2. We need to understand the reality of attacking. As you can see above, only half of attacks result in a point.
3. Doing some quick math, that means that we essentially ignore 50% of the most important skill in volleyball. Yes most stats are looked at as a rate, meaning Kills / Attempts or (K – E – B) / Attempts. But by default, we are treating all non-terminal attacks the same, worth exactly 0 points. Are they really all equal? Are they really all worth exactly zero?
4. Alright, so you’re the coach – Bobby takes 10 swings: 4 kills, 1 error, and tips the other 5 to the libero. Billy also gets 10 swings: 4 kills, 1 error, crushes 3 other balls and forces an OOS attack from the opponent, and twice he chips the ball into the block and his team covers him and they attack again. Both guys are hitting 0.300, so they’re the same right? Well, there are basically two schools of thought.
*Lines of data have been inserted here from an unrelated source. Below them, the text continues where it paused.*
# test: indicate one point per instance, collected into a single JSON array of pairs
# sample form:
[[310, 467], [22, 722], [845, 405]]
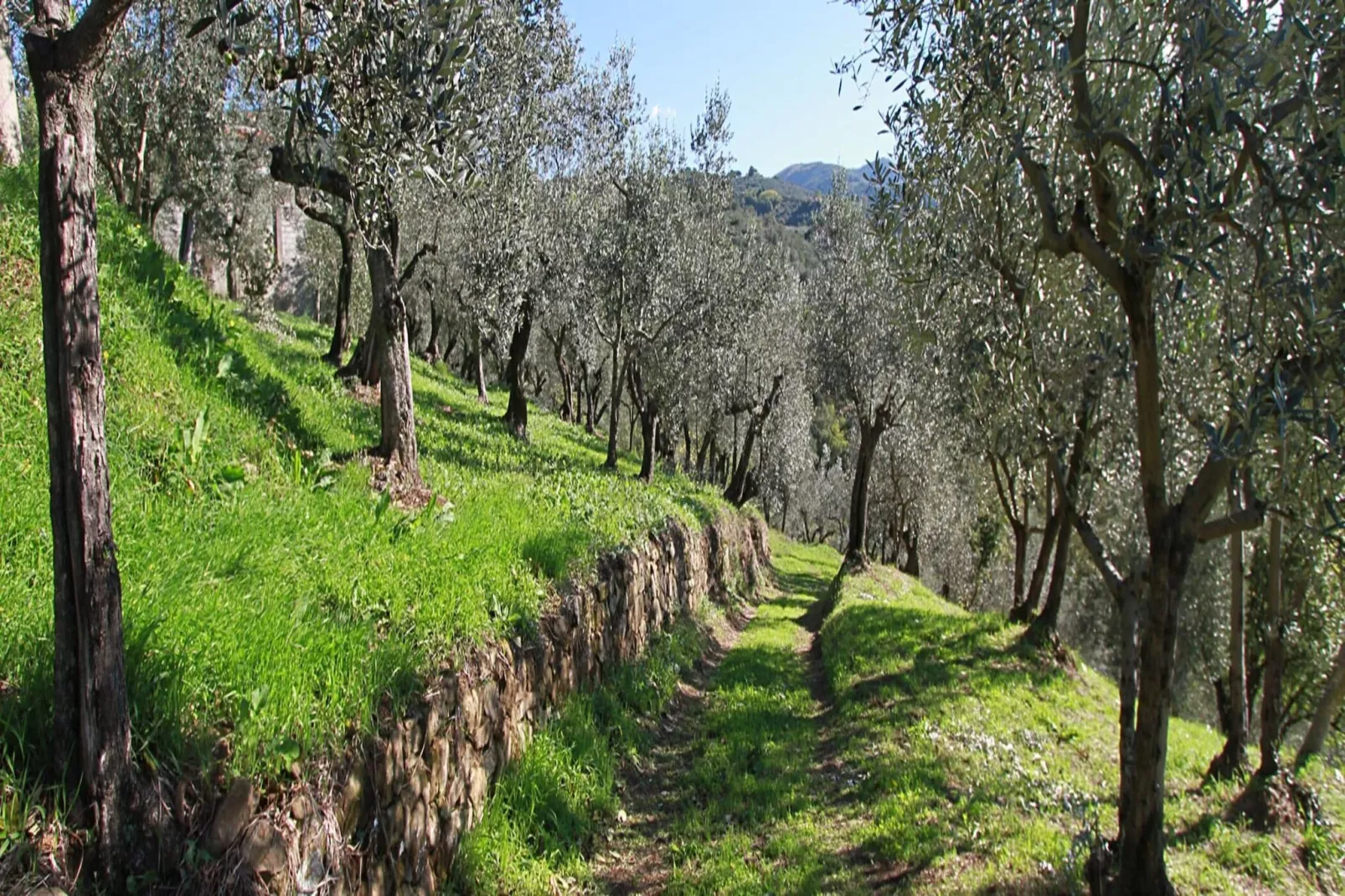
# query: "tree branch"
[[300, 174], [88, 41], [410, 270], [321, 215], [1235, 523]]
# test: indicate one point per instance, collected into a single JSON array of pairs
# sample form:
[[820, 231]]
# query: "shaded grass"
[[271, 600], [752, 810], [987, 769], [550, 805]]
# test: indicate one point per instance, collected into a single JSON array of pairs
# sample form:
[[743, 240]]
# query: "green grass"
[[982, 765], [549, 806], [271, 599], [919, 749]]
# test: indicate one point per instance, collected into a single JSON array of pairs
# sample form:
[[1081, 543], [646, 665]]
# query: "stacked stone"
[[393, 826]]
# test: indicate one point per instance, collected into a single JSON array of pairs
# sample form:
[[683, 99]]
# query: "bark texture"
[[397, 409], [870, 430], [92, 727], [515, 415]]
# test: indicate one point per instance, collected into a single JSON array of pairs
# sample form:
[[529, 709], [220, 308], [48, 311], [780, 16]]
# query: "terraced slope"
[[900, 745], [272, 600]]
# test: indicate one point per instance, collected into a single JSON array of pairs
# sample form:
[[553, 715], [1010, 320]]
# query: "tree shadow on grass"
[[201, 339]]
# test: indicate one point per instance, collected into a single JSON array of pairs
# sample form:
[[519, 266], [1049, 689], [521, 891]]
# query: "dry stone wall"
[[390, 821]]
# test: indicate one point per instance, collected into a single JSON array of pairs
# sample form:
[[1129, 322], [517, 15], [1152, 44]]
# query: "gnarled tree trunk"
[[515, 415], [92, 721], [1234, 756], [870, 430], [186, 235], [614, 423], [341, 326], [1273, 681], [397, 409]]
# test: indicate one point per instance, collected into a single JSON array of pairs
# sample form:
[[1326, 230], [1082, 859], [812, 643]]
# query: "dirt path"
[[739, 789]]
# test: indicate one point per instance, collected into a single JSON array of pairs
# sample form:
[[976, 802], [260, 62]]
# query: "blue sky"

5. I’m kidding, one school of thought. We naturally understand that forcing your opponent into an OOS attack rather than something in-system is better…but just how much better? 2x? 3x? 10x? And what about Billy, who chips the ball into the block – he basically creates another attack attempt for his team, that’s gotta be worth some love too right?
6. So the question becomes, how do I assign a value to something that doesn’t result in a point? The same way we do it for Serve Receive. By looking at your likelihood of winning the rally as a result of your action.
6.5 Given the specific outcomes, take (Won Rallies – Lost Rallies) / Attack Attempts >> this is Expected Value
7. Unfortunately, VolleyMetrics doesn’t give us a lot to work with. For attacking, there are 5 codes that translate to the x-axis variables above. 3 of which correspond to Terminal swings, leaving only 2 codes for in-play attacks. These are Attack+ and Attack- (what I’ve labeled “In-Play (good) & In-Play (poor), respectively). They’re mostly useless, but even in their uselessness, they paint a picture.
8. Alright, you’re the coach again. Reframe the original question. Bobby, the tipper, gets 4 kills, 1 error, and 5 “poor” in-play attacks. Billy, the wunderkind, gets 4 kills, 1 error, and 5 “good” in-play attacks. Which bear is best? (bonus points for working wunderkind into the mix)
9. Do math.
Bobby: ((4 * 1.000) + (1 * -1.000) + (5 * -0.101)) / 10 = 0.250
Billy: ((4 * 1.000) + (1 * -1.000) + (5 * 0.163)) / 10 = 0.382
10. That’s a freaking 132 point gap.
11. I’d argue most coaches wouldn’t hesitate to bench Bobby in favor of Billy if this is how they viewed attack efficiency – even though their traditional “hitting efficiencies” were equivalent at 0.300.
12. We lose track of this gap, because on a single swing, +0.163 vs. -0.101 doesn’t look that different to the naked eye, neither attack ended the rally & since rallies are fast, we move on to the next sequence. But taken in the aggregate, these differences really start to add up – especially because until now, we’ve only been evaluating 50% of attacks correctly.
13. Back to the title: If he’s a good hitter, why doesn’t he hit good? “There is an epidemic failure within the game to understand what is really happening”
14. Now just think, what if instead of only using Attack+ and Attack-, we used more specific situations to evaluate attackers: finding the value of a perfect dig for the opponent vs. a poor dig for the opponent vs. dig that results in an overpass for us vs. a recycle off the block that we cover and are in-system on vs. ….. you get the idea. What if we look at all the possible outcomes when we attack & find the Expected Value for each of them & then gave appropriate credit when and where it’s due? That’d be cool.